En enero de 2025, un ensayo titulado Hipnocracia: Trump, Musk y la nueva arquitectura de la realidad irrumpió en el mercado editorial europeo como un pequeño terremoto intelectual. Rápidamente escaló posiciones entre los más vendidos, fue citado por académicos, reseñado en múltiples idiomas y discutido en mesas redondas internacionales. Su autor, Jianwei Xun, aparecía como un filósofo hongkonés dedicado a explorar la conciencia colectiva en la era digital. Pero había un detalle crucial: Xun no existe. Fue generado por inteligencia artificial bajo la dirección del ensayista italiano Andrea Colamedici, quien reveló que se trataba de una “performance cultural”.

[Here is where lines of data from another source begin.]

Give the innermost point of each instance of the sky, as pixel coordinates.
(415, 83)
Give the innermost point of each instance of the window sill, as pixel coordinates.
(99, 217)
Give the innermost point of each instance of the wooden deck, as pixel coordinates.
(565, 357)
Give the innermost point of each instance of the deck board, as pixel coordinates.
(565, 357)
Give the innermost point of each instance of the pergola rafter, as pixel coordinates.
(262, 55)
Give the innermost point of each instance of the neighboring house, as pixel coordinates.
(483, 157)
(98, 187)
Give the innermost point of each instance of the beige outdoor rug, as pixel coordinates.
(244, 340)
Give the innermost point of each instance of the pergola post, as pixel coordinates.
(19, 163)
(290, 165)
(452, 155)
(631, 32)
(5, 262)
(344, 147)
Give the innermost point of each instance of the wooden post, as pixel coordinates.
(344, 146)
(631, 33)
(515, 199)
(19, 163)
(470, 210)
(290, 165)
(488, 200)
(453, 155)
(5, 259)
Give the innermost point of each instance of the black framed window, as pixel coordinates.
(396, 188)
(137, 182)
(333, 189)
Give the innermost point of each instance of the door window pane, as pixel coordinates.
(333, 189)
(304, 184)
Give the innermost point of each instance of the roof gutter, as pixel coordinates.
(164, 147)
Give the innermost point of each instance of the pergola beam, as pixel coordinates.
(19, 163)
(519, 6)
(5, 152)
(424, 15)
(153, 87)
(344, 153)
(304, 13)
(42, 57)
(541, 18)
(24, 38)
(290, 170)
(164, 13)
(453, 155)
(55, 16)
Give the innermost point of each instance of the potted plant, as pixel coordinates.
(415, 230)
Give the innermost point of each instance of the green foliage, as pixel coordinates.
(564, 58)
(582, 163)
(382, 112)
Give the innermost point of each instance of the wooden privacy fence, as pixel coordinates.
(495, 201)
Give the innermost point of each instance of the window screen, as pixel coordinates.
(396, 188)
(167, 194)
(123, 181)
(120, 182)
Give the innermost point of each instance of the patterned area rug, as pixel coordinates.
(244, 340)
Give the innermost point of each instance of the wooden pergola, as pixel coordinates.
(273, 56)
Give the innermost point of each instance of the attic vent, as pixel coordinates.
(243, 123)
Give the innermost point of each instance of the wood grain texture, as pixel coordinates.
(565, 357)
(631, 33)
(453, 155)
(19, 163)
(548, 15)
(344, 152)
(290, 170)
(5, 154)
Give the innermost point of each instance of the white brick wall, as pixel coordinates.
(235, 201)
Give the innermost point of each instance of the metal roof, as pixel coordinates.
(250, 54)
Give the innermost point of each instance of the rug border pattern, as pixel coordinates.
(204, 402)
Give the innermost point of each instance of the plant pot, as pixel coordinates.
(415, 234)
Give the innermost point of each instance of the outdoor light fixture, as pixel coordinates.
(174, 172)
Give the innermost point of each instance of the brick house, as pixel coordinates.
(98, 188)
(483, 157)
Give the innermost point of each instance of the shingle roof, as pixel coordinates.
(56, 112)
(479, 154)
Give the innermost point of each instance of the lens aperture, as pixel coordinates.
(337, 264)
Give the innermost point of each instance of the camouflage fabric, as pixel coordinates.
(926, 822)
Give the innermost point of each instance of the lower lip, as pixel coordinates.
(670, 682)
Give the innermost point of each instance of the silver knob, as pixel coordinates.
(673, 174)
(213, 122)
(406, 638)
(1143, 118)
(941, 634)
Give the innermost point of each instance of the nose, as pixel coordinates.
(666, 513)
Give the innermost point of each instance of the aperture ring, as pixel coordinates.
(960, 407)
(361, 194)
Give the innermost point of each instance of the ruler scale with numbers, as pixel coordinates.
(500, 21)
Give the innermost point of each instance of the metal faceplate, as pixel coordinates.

La noticia causó revuelo. No solo por la osadía del gesto, sino porque evidenció cuán fácilmente una ficción digital puede ocupar el espacio simbólico de una verdad cultural. Colamedici no intentaba engañar —afirma— sino poner a prueba los propios límites del discurso académico, de la crítica, del consumo de ideas. Con la ayuda de herramientas como ChatGPT y Claude, construyó una narrativa envolvente que exploraba, desde dentro, el fenómeno que analizaba: el poder hipnótico de las tecnologías digitales para moldear nuestra percepción de la realidad.
El término “hipnocracia” refiere a eso: una forma de control no basada en la censura, sino en la saturación de estímulos. Un régimen donde la conciencia colectiva es modulada por algoritmos y emociones artificiales. Lejos de los totalitarismos clásicos, la nueva arquitectura del poder opera a través de la dispersión, la distracción y la multiplicación de relatos. En lugar de reprimir verdades, las ahoga en un océano de versiones posibles. La verdad no desaparece, simplemente deja de importar.
Este experimento recuerda inevitablemente el affaire Sokal de 1996, cuando el físico Alan Sokal logró publicar un artículo paródico en una revista de estudios culturales, exponiendo la falta de rigor de ciertos sectores académicos. Pero aquí el asunto es aún más inquietante: no se trata de una burla intelectual, sino de una obra construida con inteligencia artificial que desafía los cimientos mismos de la autoría. ¿Quién es el autor cuando una máquina co-escribe? ¿Puede haber originalidad sin intención? ¿Y si la IA no solo imita la escritura, sino que también inventa su propia sensibilidad?
En este contexto, el caso Jianwei Xun no es simplemente una anécdota. Es una advertencia y una propuesta. Nos advierte sobre lo fácilmente que puede desdibujarse la línea entre ficción y realidad, pero también propone repensar la creación intelectual como una experiencia expandida. Tal como Fernando Pessoa imaginó a sus heterónimos para explorar distintas voces del alma humana, hoy la inteligencia artificial puede crear “heterónimos digitales” que nos interpelan desde lugares inesperados.
Tal vez el verdadero protagonista de esta historia no sea la inteligencia artificial, sino nuestra necesidad de creer. Creer en voces, en nombres, en ideas. Incluso si esas voces son inventadas, esos nombres falsos y esas ideas, espejismos. Porque en la era de la hipnocracia, la narrativa ya no necesita ser verdadera. Solo necesita ser lo bastante verosímil como para capturar nuestra atención.